Mit dieser Stimmung sei man hier in den Herbst gestartet, sagt Kummer. Jetzt kämpft er darum, dass die Grundversorgung in und um Hildburghausen aufrechterhalten werden kann. Seit heute weiß er, dass die Intensivbetten im Landkreis voll sind und hofft auf die Hilfe des Klinikverbunds. Drei Feuerwachen und eine Rettungswache wurden zuletzt abgemeldet, weil es zu wenig gesundes Personal gibt. In allen städtischen Einrichtungen gebe es Corona-Fälle und Mitarbeiter, die wegen Quarantäne ausfielen - ein kompletter Bauhof sei betroffen. Was, wenn es schneit?

Umso fassungsloser macht es ihn, wie aggressiv der Ton geworden sei. Hildburghausens Landrat Thomas Müller (CDU) steht seit Donnerstag unter Polizeischutz, nachdem er Morddrohungen erhalten hatte. Auch Kummer wird beschimpft.
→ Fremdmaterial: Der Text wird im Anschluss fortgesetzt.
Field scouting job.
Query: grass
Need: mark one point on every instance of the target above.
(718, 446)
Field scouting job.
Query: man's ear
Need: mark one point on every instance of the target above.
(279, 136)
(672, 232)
Doch davon lässt er sich nicht aufhalten. Um die derzeitige Notbetreuung der Kinder weiter aufrechtzuerhalten, sollen auf freiwilliger Basis Schüler, Kita-Kinder und Erzieherinnen Schnelltests erhalten. Zudem hat er dem Landratsamt angeboten, städtisches Personal für die Nachverfolgung der Infektionsketten zur Verfügung zu stellen. Er kündigt verstärkte Kontrollen an und hofft auf die Zusammenarbeit aller Kommunen des Kreises. Gleichzeitig, so sagt Kummer, sind Strafen aber auch nicht die Lösung. "Wir können nicht überall kontrollieren. Nur wenn die Menschen ein Bewusstsein dafür entwickeln, dass wirklich Gefahr besteht, bin ich guter Dinge, dass wir die Sache in den Griff bekommen." Durch mehr Aufklärung und Information hofft Kummer, zu den Bürgern durchzudringen.